A set component isn’t constantly essential, though. In differential systems every member rotates. Planetary arrangements such as this accommodate a single result powered by two inputs, or an individual input traveling two outputs. For instance, the differential that drives the axle in an vehicle is certainly planetary bevel gearing – the wheel speeds represent two outputs, which must differ to take care of corners. Bevel gear planetary systems operate along the same principle as parallel-shaft systems.
A good multi stage planetary gearbox Simple planetary gear train provides two inputs; an anchored ring gear represents a continuous input of zero angular velocity.
Designers can move deeper with this “planetary” theme. Compound (instead of simple) planetary trains have at least two planet gears attached in range to the same shaft, rotating and orbiting at the same quickness while meshing with different gears. Compounded planets can have got different tooth figures, as can the gears they mesh with. Having this kind of options significantly expands the mechanical options, and allows more decrease per stage. Substance planetary trains can simply be configured so the planet carrier shaft drives at high velocity, while the reduction issues from the sun shaft, if the designer prefers this. One more thing about compound planetary systems: the planets can mesh with (and revolve around) both set and rotating exterior gears simultaneously, therefore a ring gear is not essential.
Planet gears, for their size, engage a lot of teeth as they circle the sun equipment – therefore they can certainly accommodate many turns of the driver for each output shaft revolution. To perform a comparable decrease between a standard pinion and gear, a sizable gear will need to mesh with a fairly small pinion.

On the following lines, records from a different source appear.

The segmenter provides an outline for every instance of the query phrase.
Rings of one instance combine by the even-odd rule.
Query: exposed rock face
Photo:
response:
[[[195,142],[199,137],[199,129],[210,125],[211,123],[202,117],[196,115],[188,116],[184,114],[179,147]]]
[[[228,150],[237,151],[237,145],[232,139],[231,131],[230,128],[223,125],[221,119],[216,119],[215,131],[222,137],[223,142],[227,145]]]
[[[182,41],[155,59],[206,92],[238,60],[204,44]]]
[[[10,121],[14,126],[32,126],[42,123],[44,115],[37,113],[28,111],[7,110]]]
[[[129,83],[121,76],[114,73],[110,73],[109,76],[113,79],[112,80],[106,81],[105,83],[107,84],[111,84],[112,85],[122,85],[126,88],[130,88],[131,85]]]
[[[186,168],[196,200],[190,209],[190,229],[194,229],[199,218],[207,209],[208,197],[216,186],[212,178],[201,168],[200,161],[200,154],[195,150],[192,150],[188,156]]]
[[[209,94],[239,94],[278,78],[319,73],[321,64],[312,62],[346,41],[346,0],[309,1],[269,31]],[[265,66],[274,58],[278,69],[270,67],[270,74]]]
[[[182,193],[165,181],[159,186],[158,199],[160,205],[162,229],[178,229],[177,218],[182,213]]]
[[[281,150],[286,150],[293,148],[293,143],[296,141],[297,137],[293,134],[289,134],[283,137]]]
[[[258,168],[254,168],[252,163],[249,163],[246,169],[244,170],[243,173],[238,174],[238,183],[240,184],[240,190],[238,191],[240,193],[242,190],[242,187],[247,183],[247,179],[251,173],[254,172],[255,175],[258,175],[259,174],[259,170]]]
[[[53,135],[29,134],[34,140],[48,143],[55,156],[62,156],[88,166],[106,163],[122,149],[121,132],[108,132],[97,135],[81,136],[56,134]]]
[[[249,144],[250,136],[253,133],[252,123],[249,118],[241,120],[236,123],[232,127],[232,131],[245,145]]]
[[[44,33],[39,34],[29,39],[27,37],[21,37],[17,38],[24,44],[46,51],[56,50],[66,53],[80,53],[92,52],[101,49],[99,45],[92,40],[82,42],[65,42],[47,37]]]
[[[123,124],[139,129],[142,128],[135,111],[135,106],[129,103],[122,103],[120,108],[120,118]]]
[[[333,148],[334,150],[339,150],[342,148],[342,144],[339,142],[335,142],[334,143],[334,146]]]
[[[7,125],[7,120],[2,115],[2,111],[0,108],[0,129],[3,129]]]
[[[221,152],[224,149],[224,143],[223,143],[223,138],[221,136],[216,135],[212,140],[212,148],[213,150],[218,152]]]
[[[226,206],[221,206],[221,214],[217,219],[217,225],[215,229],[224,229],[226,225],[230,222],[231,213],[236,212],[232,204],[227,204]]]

Simple planetary gears generally offer reductions as high as 10:1. Compound planetary systems, which are more elaborate than the simple versions, can offer reductions often higher. There are obvious ways to additional reduce (or as the case could be, increase) speed, such as for example connecting planetary stages in series. The rotational output of the first stage is linked to the input of the next, and the multiple of the average person ratios represents the final reduction.
Another choice is to introduce regular gear reducers right into a planetary teach. For instance, the high-rate power might go through a typical fixedaxis pinion-and-gear set prior to the planetary reducer. Such a configuration, called a hybrid, may also be favored as a simplistic alternative to additional planetary levels, or to lower insight speeds that are too much for a few planetary units to handle. It also has an offset between your input and result. If the right angle is needed, bevel or hypoid gears are sometimes attached to an inline planetary program. Worm and planetary combinations are rare because the worm reducer by itself delivers such high adjustments in speed.